Reuters
COPENHAGEN: Danish Prime Minister Anders Fogh Rasmussen denounced members of the anti-immigrant Danish Peoples Party (DPP) youth wing on Sunday for drawing humiliating cartoons of the Prophet Mohammad.
In Tehran, Iranian President Mahmoud Ahmadinejad said those who insulted the Prophet were low life devoid of human values, the student news agency ISNA reported.
The two leaders condemnations followed Danish state TV s airing on Friday of amateur video footage showing members of the DPP youth wing at a summer camp in August, drinking, singing and taking part in a competition to draw images mocking the Prophet.
I strongly condemn the behavior of members of the youth wing of the Danish Peoples Party, Rasmussen told Ritzau news agency.
It is unacceptable behavior by a small group of young people. Their tasteless behavior in no way represents the way the Danish people or young Danish people view Muslims or Islam, Rasmussen said.
Most Muslims regard depiction of the Prophet as offensive.
Ahmadinejad, referring to the cartoons shown on Danish television, told a cabinet meeting Those who make these insults are low life, lost, without human values…, ISNA said.
Such measures reveal the depth of weakness and failure of the leaders of liberalism, Ahmadinejad was quoted as saying.
Just over a year ago the Danish daily Jyllands-Posten published cartoons of the Prophet Mohammad, including one showing him with a bomb in his turban. Muslim clerics denounced them as blasphemous, sparking protests in which more than 50 people died in Asia, Africa and the Middle East.
Rasmussen tried then to assuage Muslim anger but said the Danish nation could not be held responsible for what was published by independent media. Angry Muslims demonstrated and boycotted Danish goods in several countries in the Middle East.

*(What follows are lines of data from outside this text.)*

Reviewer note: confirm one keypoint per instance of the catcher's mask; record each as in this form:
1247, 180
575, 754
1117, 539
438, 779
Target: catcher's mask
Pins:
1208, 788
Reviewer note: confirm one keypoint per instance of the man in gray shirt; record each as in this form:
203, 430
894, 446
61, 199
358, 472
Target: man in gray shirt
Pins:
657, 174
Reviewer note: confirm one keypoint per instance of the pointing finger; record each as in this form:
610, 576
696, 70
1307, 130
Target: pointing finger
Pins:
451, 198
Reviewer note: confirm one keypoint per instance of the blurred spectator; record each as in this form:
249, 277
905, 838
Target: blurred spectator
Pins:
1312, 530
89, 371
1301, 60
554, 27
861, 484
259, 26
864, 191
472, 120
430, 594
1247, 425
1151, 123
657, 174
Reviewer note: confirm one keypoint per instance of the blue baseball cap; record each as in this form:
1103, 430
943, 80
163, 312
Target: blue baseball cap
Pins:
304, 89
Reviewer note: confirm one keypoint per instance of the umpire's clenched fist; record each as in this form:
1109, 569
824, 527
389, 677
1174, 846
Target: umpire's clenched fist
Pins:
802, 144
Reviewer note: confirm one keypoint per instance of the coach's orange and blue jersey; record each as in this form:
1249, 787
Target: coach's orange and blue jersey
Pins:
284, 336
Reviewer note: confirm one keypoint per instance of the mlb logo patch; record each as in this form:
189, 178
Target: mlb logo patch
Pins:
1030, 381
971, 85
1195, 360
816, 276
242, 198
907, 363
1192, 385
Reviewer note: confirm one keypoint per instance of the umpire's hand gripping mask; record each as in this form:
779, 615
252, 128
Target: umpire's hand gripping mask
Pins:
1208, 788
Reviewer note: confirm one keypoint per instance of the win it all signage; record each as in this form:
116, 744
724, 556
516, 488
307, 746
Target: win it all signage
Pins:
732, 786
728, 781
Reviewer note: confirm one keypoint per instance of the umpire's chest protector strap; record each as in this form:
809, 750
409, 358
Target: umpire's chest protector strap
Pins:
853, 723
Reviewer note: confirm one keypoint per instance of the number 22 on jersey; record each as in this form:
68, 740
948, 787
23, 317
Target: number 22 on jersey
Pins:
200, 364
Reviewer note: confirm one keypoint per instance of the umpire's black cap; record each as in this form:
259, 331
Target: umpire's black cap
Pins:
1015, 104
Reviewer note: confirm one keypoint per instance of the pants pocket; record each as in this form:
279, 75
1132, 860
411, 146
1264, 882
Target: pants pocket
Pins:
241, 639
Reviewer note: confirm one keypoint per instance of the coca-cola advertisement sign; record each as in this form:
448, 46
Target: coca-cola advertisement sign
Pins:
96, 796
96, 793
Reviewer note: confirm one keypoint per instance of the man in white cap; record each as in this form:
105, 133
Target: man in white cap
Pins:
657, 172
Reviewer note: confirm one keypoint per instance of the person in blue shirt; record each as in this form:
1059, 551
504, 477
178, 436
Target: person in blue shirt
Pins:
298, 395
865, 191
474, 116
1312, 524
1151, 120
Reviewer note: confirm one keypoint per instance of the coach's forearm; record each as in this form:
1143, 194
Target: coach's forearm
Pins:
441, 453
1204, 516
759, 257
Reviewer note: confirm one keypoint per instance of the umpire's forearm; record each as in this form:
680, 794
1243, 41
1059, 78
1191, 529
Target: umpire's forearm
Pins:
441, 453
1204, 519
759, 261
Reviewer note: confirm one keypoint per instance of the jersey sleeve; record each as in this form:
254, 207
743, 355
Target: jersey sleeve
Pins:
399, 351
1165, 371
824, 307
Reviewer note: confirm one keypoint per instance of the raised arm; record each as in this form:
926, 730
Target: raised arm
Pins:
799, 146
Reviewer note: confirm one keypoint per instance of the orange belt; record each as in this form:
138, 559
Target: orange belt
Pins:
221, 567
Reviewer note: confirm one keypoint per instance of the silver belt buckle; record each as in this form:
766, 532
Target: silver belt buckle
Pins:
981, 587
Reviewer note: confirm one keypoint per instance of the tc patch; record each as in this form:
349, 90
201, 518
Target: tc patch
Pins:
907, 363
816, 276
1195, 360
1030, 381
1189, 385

On Saturday, Muslim leaders in Denmark condemned the video footage but said they would not be provoked into taking action.
Last year, a number of Danish imams traveled to Egypt and Lebanon to rally support among Muslim leaders for protests against the Jyllands-Posten cartoons.
Other parties youth wings criticized the DPP and said they would refuse to attend any political events where DPP members were present.
Senior DPP members refused to apologize and party leader Pia Kjaersgaard criticized media for airing the footage of what she called a private party.
The DPP rose to prominence when it campaigned for the 2001 election on a strongly anti-immigrant platform combined with calls for higher welfare spending. It has been accused of racism but is a political ally of Rasmussen s centre-right coalition.